Our skin may be the largest organ in our bodies, but it’s also the last place to receive nutrients. So, if your skin is supple, and looks all dewy and glowing, it generally means that your insides are in pretty good shape. However it is common for your skin to go through phases where it may not look as good, due to dietary changes, hormonal changes and even environmental changes.
One of the things we know for sure is that, what you put in your body matters, so does what you put on your body. Beauty products promising to rehydrate your skin are often laden with toxic ingredients that you probably can't even pronounce.
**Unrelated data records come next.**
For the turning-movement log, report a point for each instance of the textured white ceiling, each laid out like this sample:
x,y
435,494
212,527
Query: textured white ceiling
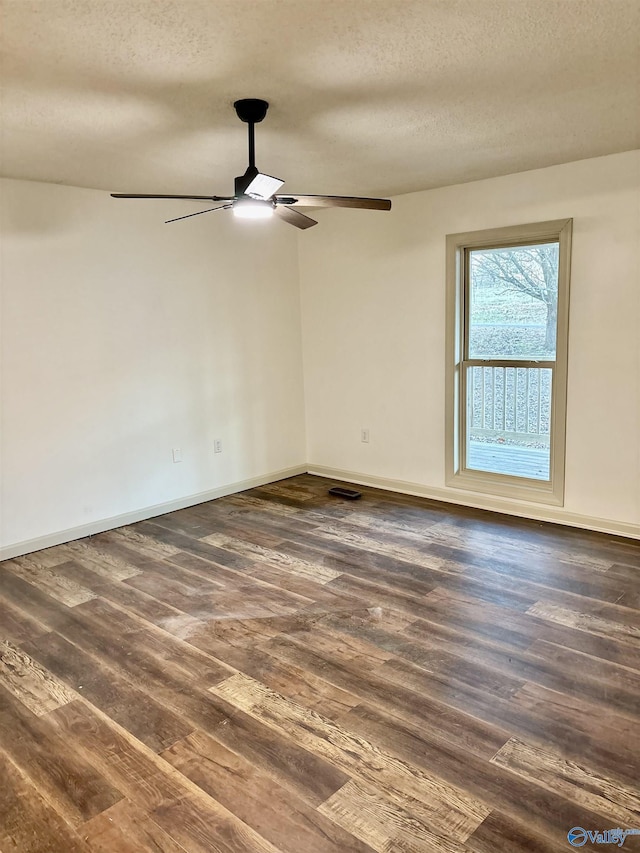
x,y
367,97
So before you reach for the bottles off the shelf promising rehydration, give these 7 super hydrating goods a go!
Seven Super Skin Hydrating Foods
Many of my juices during the cleanse contained cucumber, but I’m also making sure I eat them in my salads and on their own. Did you know that plain cucumber, eaten whole, makes for an awesome snack? Cucumber contains silica, an ingredient that boosts moisture and elasticity.
Another awesome addition to juices, celery is another hydrating food that contains skin-loving silica.
3. Chia seeds
Chia seeds are high in Omega-3 fatty acids, and foods rich in Omega-3 fatty acids limit water loss in skin cells.
4. Aloe vera
Aloe vera is not only great when used topically, but it will also quench your skin’s thirst when used internally as well. Add a small amount of aloe vera to your smoothies. Too much and it will make them taste bitter.
This one’s kind of obvious, but that doesn’t mean it doesn’t deserve a big, important mention. Up to 60% of the human body is made of water. For our body to function properly, we need to be sufficiently hydrated. It’s particularly important to have a big drink of purified water first thing in the morning to compensate for the overnight drought.
Another food that is high in Omega-3 fatty acids, avo is a true beauty food.
All fruits and veggies are great for you and your skin, but melons are particularly hydrating due to their super high water content.